Фаля выпроваживала на улицу Витальку и Галку и умоляла мать съесть хоть немного…

— Не мучай меня, — тихо говорила мать, и по исхудавшему ее лицу катились слезы. — Я не могу…

— Надо! Надо! — умоляла ее Фаля.

И мать проглатывала крошечный кусочек масла, смешанного с каплей меда, и плакала. А у Фали перехватывало горло, и плач без слез снова начинал душить ее. Она прикрывала сухие глаза. Тусклый и слабый огонек коптилки почти не пробивался сквозь ресницы, в комнате было мрачно и холодно. Растапливала печку-Дровосека она обычно с утра, и это было мучением — заставить разгореться мокрые лепешки из угольной пыли.

Бедная Томка тоже жестоко мучилась с этой пылью. По нескольку раз в день, вся перемазанная черным, она прибегала к Фале жаловаться.

— Не горит! — восклицала она в отчаянии. — Два раза уже все обратно из печки выгребала и столько дров извела! Не разгорается, хоть умри! Да что же это такое?

— Дров, наверно, жалеешь. Вот и не разгорается!

— Да не жалею я дров! У нас еще две вязанки на растопку есть, и дедушка Васильев обещал еще дать. Это они меня не жалеют! Как уголь на них выложу, они шипят, как бешеные, и гаснут. А мне еще уроки делать. И еще роль учить!
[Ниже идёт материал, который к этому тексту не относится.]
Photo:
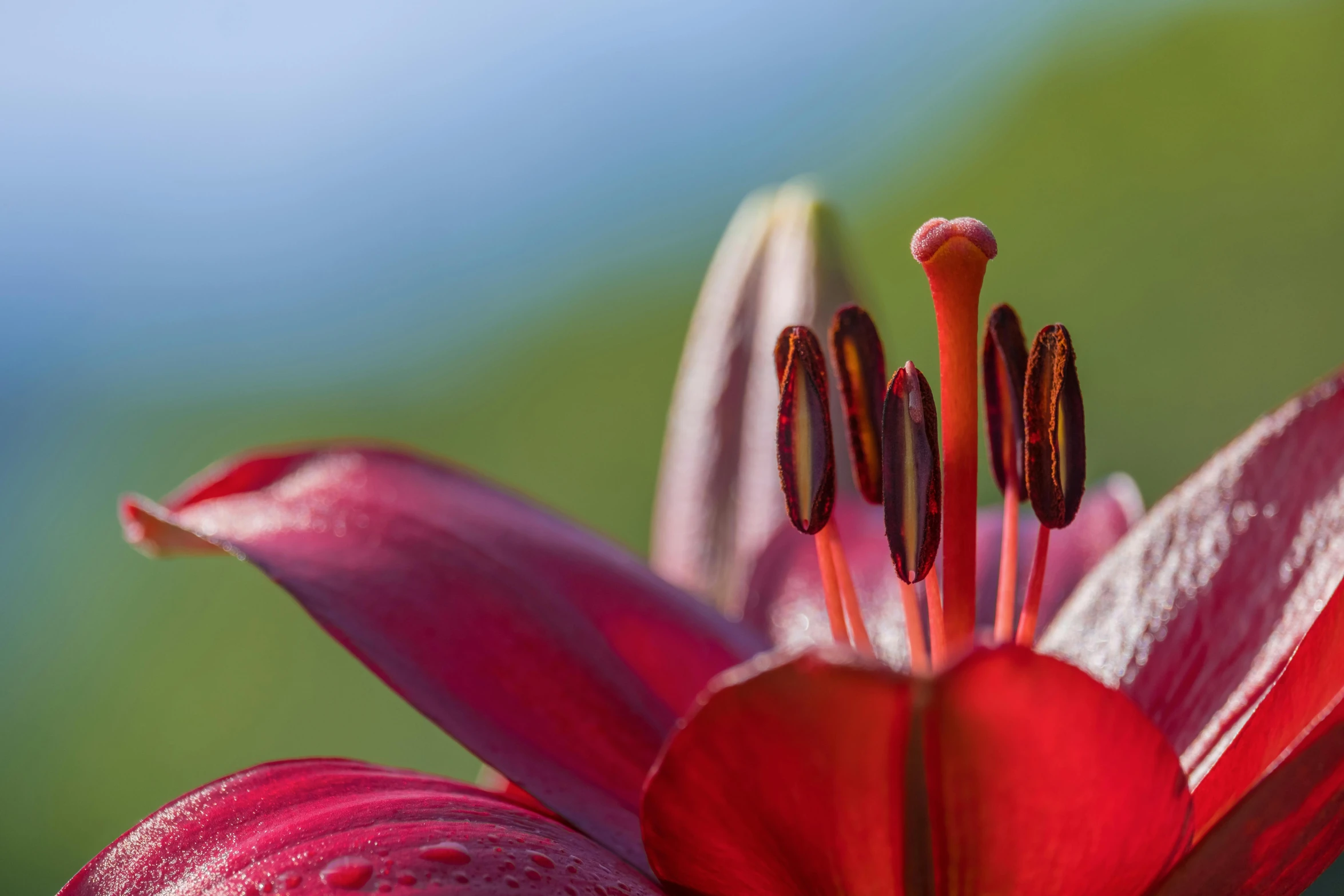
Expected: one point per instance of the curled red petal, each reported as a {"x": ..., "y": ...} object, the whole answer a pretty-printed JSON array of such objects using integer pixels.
[
  {"x": 331, "y": 825},
  {"x": 784, "y": 595},
  {"x": 1010, "y": 773},
  {"x": 550, "y": 653},
  {"x": 1196, "y": 610},
  {"x": 1283, "y": 835},
  {"x": 1311, "y": 686}
]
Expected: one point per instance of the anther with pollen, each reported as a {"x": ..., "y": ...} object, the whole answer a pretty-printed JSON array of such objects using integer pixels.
[
  {"x": 1004, "y": 371},
  {"x": 912, "y": 487},
  {"x": 807, "y": 473},
  {"x": 862, "y": 370},
  {"x": 1055, "y": 453}
]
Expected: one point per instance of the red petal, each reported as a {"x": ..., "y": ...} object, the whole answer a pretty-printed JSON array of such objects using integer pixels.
[
  {"x": 1196, "y": 610},
  {"x": 801, "y": 778},
  {"x": 1311, "y": 686},
  {"x": 329, "y": 825},
  {"x": 550, "y": 653},
  {"x": 785, "y": 594},
  {"x": 1287, "y": 831}
]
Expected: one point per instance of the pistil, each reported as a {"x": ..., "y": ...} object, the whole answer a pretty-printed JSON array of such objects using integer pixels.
[
  {"x": 1055, "y": 453},
  {"x": 955, "y": 254}
]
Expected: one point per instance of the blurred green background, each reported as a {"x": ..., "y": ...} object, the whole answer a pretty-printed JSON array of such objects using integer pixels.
[{"x": 1170, "y": 186}]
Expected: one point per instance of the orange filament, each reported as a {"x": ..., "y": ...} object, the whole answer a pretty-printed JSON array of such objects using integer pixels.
[
  {"x": 937, "y": 633},
  {"x": 914, "y": 628},
  {"x": 1031, "y": 606},
  {"x": 1007, "y": 564},
  {"x": 849, "y": 595},
  {"x": 830, "y": 586}
]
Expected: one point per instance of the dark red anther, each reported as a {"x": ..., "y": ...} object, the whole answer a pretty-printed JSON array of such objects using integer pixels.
[
  {"x": 862, "y": 368},
  {"x": 1053, "y": 418},
  {"x": 1004, "y": 371},
  {"x": 912, "y": 477},
  {"x": 803, "y": 439}
]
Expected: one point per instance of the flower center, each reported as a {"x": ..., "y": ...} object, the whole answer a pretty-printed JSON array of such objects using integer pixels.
[{"x": 1035, "y": 439}]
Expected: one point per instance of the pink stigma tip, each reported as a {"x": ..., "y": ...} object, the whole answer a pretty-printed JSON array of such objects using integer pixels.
[{"x": 935, "y": 233}]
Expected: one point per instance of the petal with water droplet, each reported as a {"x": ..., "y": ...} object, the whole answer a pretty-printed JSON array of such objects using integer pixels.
[
  {"x": 280, "y": 825},
  {"x": 1196, "y": 610},
  {"x": 441, "y": 581}
]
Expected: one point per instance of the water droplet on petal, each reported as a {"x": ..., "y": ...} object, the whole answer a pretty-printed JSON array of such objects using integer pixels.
[
  {"x": 447, "y": 852},
  {"x": 348, "y": 872}
]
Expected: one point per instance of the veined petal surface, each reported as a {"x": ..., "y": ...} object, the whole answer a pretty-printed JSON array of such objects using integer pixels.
[
  {"x": 550, "y": 653},
  {"x": 331, "y": 825},
  {"x": 718, "y": 497},
  {"x": 784, "y": 597},
  {"x": 1196, "y": 610},
  {"x": 1283, "y": 835},
  {"x": 1010, "y": 773}
]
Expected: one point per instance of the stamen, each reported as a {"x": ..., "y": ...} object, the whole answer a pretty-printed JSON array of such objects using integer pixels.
[
  {"x": 955, "y": 254},
  {"x": 912, "y": 487},
  {"x": 937, "y": 631},
  {"x": 1004, "y": 367},
  {"x": 804, "y": 448},
  {"x": 914, "y": 629},
  {"x": 1031, "y": 605},
  {"x": 807, "y": 457},
  {"x": 849, "y": 594},
  {"x": 831, "y": 589},
  {"x": 1055, "y": 456},
  {"x": 862, "y": 370}
]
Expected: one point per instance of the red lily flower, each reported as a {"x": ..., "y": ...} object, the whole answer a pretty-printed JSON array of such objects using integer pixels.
[{"x": 1203, "y": 754}]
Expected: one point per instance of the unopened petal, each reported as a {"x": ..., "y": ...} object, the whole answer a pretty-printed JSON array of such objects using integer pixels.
[{"x": 718, "y": 497}]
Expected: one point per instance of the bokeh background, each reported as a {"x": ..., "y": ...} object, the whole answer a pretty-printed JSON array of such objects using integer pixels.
[{"x": 480, "y": 229}]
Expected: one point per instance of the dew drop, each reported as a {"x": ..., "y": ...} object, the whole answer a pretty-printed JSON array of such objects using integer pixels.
[
  {"x": 348, "y": 872},
  {"x": 447, "y": 852}
]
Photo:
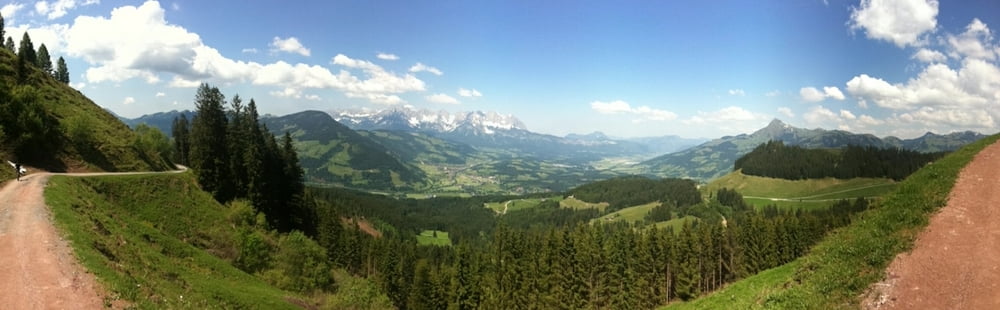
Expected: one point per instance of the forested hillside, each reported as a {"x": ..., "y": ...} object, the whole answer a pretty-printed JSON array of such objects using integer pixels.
[
  {"x": 334, "y": 154},
  {"x": 774, "y": 159},
  {"x": 46, "y": 124}
]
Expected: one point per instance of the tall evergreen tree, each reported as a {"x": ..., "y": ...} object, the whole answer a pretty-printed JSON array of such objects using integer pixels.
[
  {"x": 62, "y": 72},
  {"x": 182, "y": 139},
  {"x": 44, "y": 61},
  {"x": 26, "y": 51},
  {"x": 209, "y": 155}
]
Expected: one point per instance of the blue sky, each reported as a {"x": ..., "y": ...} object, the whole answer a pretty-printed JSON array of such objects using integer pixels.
[{"x": 626, "y": 68}]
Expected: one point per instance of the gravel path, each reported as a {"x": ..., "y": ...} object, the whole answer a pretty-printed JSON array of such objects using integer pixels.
[{"x": 955, "y": 262}]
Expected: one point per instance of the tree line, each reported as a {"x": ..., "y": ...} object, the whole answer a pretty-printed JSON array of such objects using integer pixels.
[
  {"x": 578, "y": 265},
  {"x": 623, "y": 192},
  {"x": 28, "y": 56},
  {"x": 235, "y": 157},
  {"x": 775, "y": 159}
]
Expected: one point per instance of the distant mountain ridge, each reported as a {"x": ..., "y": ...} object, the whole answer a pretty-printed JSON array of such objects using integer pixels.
[
  {"x": 715, "y": 158},
  {"x": 494, "y": 130}
]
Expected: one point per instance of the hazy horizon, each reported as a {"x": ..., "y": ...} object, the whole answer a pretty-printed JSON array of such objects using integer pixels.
[{"x": 634, "y": 69}]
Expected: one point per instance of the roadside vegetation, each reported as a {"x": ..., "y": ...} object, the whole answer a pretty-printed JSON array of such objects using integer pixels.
[{"x": 839, "y": 269}]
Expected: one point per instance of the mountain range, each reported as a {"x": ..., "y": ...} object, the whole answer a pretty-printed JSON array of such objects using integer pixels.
[
  {"x": 715, "y": 158},
  {"x": 409, "y": 150}
]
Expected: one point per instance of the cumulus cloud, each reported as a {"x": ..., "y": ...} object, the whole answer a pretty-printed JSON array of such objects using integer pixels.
[
  {"x": 929, "y": 56},
  {"x": 975, "y": 42},
  {"x": 386, "y": 56},
  {"x": 622, "y": 107},
  {"x": 729, "y": 120},
  {"x": 10, "y": 10},
  {"x": 442, "y": 99},
  {"x": 469, "y": 93},
  {"x": 419, "y": 67},
  {"x": 812, "y": 94},
  {"x": 58, "y": 8},
  {"x": 901, "y": 22},
  {"x": 146, "y": 46},
  {"x": 290, "y": 45},
  {"x": 786, "y": 112}
]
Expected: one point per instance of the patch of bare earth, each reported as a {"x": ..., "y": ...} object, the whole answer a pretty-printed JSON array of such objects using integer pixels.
[
  {"x": 37, "y": 267},
  {"x": 955, "y": 261}
]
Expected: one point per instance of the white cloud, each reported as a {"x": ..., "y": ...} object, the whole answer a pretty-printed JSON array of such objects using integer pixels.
[
  {"x": 845, "y": 114},
  {"x": 729, "y": 120},
  {"x": 442, "y": 99},
  {"x": 9, "y": 11},
  {"x": 833, "y": 92},
  {"x": 469, "y": 93},
  {"x": 820, "y": 117},
  {"x": 622, "y": 107},
  {"x": 902, "y": 22},
  {"x": 929, "y": 56},
  {"x": 146, "y": 46},
  {"x": 386, "y": 56},
  {"x": 811, "y": 94},
  {"x": 290, "y": 45},
  {"x": 58, "y": 8},
  {"x": 975, "y": 42},
  {"x": 613, "y": 107},
  {"x": 786, "y": 112},
  {"x": 419, "y": 67}
]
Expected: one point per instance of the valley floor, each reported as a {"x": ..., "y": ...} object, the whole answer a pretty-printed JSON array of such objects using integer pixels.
[{"x": 953, "y": 264}]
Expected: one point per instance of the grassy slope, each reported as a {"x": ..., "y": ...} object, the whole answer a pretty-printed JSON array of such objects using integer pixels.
[
  {"x": 630, "y": 214},
  {"x": 427, "y": 238},
  {"x": 840, "y": 268},
  {"x": 811, "y": 191},
  {"x": 138, "y": 235},
  {"x": 110, "y": 141}
]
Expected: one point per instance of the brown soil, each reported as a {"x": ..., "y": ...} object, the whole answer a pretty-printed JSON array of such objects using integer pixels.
[
  {"x": 37, "y": 267},
  {"x": 955, "y": 261}
]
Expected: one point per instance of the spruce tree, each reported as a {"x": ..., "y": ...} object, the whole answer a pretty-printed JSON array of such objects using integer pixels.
[
  {"x": 44, "y": 61},
  {"x": 26, "y": 51},
  {"x": 62, "y": 73},
  {"x": 182, "y": 139},
  {"x": 209, "y": 155}
]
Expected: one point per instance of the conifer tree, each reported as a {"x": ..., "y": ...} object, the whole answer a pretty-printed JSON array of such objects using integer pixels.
[
  {"x": 209, "y": 156},
  {"x": 26, "y": 51},
  {"x": 182, "y": 139},
  {"x": 62, "y": 72},
  {"x": 44, "y": 61}
]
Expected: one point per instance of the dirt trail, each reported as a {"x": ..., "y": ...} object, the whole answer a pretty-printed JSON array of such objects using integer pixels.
[
  {"x": 955, "y": 262},
  {"x": 37, "y": 267}
]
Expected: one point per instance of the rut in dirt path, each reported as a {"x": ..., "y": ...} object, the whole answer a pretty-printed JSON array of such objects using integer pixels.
[
  {"x": 955, "y": 261},
  {"x": 37, "y": 267}
]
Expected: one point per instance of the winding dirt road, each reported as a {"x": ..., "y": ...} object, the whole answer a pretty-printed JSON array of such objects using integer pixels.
[
  {"x": 37, "y": 267},
  {"x": 955, "y": 262}
]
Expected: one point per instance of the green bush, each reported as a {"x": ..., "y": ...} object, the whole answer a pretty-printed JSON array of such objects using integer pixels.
[{"x": 299, "y": 264}]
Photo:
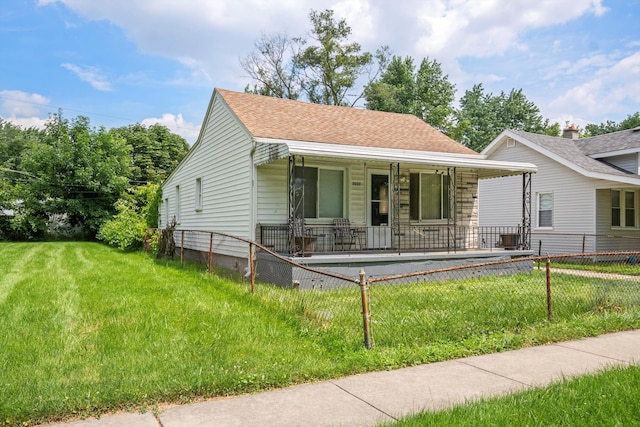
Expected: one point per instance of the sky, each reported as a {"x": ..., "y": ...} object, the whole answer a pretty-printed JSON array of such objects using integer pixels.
[{"x": 121, "y": 62}]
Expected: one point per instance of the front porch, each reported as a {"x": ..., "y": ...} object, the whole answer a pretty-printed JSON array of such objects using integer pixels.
[{"x": 342, "y": 238}]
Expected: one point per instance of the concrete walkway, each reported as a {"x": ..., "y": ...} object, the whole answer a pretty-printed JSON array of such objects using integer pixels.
[{"x": 369, "y": 399}]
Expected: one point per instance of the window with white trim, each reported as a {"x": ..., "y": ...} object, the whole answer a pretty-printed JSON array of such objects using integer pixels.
[
  {"x": 166, "y": 211},
  {"x": 177, "y": 213},
  {"x": 623, "y": 208},
  {"x": 198, "y": 194},
  {"x": 319, "y": 192},
  {"x": 428, "y": 196},
  {"x": 545, "y": 210}
]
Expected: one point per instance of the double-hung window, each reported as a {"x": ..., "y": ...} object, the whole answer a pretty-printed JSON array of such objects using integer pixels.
[
  {"x": 177, "y": 213},
  {"x": 198, "y": 194},
  {"x": 319, "y": 192},
  {"x": 428, "y": 196},
  {"x": 545, "y": 210},
  {"x": 623, "y": 208}
]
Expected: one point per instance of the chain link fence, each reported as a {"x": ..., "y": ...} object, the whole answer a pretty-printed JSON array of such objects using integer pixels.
[{"x": 412, "y": 310}]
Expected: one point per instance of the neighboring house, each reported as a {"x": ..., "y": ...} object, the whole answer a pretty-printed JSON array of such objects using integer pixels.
[
  {"x": 305, "y": 178},
  {"x": 585, "y": 195}
]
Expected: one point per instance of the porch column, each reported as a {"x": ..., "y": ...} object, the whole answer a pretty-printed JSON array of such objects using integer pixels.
[
  {"x": 526, "y": 211},
  {"x": 452, "y": 202}
]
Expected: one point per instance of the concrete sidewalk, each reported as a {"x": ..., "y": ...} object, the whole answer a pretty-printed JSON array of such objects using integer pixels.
[{"x": 368, "y": 399}]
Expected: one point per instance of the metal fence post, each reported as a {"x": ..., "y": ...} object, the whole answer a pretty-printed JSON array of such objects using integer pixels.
[
  {"x": 366, "y": 316},
  {"x": 252, "y": 268},
  {"x": 549, "y": 312},
  {"x": 210, "y": 266},
  {"x": 182, "y": 248}
]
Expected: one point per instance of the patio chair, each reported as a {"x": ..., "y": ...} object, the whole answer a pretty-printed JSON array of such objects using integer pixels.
[
  {"x": 344, "y": 234},
  {"x": 304, "y": 242}
]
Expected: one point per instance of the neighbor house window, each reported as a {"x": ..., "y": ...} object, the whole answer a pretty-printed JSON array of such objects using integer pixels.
[
  {"x": 545, "y": 210},
  {"x": 623, "y": 208},
  {"x": 319, "y": 192},
  {"x": 177, "y": 214},
  {"x": 428, "y": 196},
  {"x": 198, "y": 194}
]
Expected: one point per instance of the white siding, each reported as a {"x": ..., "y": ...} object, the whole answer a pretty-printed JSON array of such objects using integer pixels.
[
  {"x": 221, "y": 159},
  {"x": 573, "y": 200}
]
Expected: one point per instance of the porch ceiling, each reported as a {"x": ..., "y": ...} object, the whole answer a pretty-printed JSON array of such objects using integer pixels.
[{"x": 268, "y": 150}]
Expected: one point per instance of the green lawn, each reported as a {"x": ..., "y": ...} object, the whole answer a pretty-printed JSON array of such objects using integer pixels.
[
  {"x": 609, "y": 398},
  {"x": 86, "y": 329}
]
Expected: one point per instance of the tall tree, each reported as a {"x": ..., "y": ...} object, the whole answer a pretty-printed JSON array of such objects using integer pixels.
[
  {"x": 272, "y": 67},
  {"x": 155, "y": 151},
  {"x": 78, "y": 173},
  {"x": 632, "y": 121},
  {"x": 333, "y": 66},
  {"x": 483, "y": 116},
  {"x": 425, "y": 93}
]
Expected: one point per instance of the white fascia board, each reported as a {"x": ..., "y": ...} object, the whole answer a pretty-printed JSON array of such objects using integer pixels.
[
  {"x": 615, "y": 153},
  {"x": 473, "y": 161},
  {"x": 589, "y": 174}
]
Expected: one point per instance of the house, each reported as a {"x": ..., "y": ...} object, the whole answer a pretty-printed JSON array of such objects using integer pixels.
[
  {"x": 340, "y": 184},
  {"x": 585, "y": 195}
]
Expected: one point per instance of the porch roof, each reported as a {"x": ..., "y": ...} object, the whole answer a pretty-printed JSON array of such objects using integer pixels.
[{"x": 268, "y": 150}]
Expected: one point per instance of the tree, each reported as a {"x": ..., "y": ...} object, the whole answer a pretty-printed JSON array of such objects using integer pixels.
[
  {"x": 271, "y": 65},
  {"x": 155, "y": 151},
  {"x": 332, "y": 65},
  {"x": 427, "y": 93},
  {"x": 632, "y": 121},
  {"x": 483, "y": 116},
  {"x": 77, "y": 172}
]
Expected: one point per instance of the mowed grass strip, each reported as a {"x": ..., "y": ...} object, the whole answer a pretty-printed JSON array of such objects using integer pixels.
[
  {"x": 86, "y": 329},
  {"x": 609, "y": 398}
]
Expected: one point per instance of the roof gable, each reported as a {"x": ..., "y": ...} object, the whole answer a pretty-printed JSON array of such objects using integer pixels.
[
  {"x": 283, "y": 119},
  {"x": 564, "y": 151}
]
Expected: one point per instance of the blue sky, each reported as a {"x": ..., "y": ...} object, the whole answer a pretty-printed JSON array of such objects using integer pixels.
[{"x": 121, "y": 62}]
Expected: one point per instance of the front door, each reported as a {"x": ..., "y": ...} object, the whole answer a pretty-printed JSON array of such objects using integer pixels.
[{"x": 379, "y": 211}]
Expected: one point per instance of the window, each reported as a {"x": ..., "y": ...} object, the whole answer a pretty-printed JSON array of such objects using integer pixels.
[
  {"x": 198, "y": 194},
  {"x": 545, "y": 210},
  {"x": 623, "y": 208},
  {"x": 166, "y": 211},
  {"x": 319, "y": 193},
  {"x": 177, "y": 213},
  {"x": 428, "y": 196}
]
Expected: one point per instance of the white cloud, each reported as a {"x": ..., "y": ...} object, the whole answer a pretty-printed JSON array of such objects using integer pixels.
[
  {"x": 17, "y": 103},
  {"x": 176, "y": 124},
  {"x": 91, "y": 75},
  {"x": 610, "y": 89}
]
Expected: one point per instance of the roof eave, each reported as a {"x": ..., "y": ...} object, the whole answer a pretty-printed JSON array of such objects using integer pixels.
[{"x": 472, "y": 161}]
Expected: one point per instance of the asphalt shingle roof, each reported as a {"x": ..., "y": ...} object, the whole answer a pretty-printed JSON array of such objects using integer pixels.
[
  {"x": 277, "y": 118},
  {"x": 578, "y": 151}
]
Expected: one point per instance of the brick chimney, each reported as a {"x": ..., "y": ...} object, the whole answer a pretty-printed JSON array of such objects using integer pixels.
[{"x": 570, "y": 132}]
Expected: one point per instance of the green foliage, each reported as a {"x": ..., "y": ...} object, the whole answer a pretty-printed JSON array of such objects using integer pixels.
[
  {"x": 632, "y": 121},
  {"x": 155, "y": 151},
  {"x": 271, "y": 65},
  {"x": 425, "y": 93},
  {"x": 78, "y": 173},
  {"x": 483, "y": 116},
  {"x": 136, "y": 211},
  {"x": 64, "y": 181}
]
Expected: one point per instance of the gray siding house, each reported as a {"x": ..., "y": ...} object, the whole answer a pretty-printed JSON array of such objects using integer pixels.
[
  {"x": 584, "y": 197},
  {"x": 333, "y": 184}
]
Новогоднее представление в школе все же готовили. Только ставили не любимый Томкин спектакль с Метелицей и Распутицей, а боевой, о партизанах. Томка, ради того чтобы спектакль не сорвался, даже согласилась играть фашиста — никто больше не хотел. Теперь на переменах она шепотом разучивала свою фашистскую роль:

Мы собирались взять МосквуПод праздники осенние.А получили к рождествуВ подарок поражение.Нам генералы говорят:В проигранной кампанииНе штаб германский виноват,А вы, морозы ранние…

И Фаля, слушая ее, при этом каждый раз снова вспоминала погибшего там, под Москвой, отца. Вспоминала она его так, как не вспоминала давно, — в новом праздничном костюме, в светлой легкой шляпе, уже готового к выходу из дома на первомайскую демонстрацию. Он стоит у двери, держа маленькую Галку за руку, и весело говорит матери: «Дождались! Наверно, уже все перекрыто. Сейчас ты в своем милом белом платье полезешь через забор». «Сейчас, сейчас! — весело сердилась мать. — Полминутки! Не видишь разве — прическа!»

Они вчетвером выходили на улицу под ослепительное небо и шли пешком к той самой площади, на краю которой в зеленом сквере стоял оперный театр.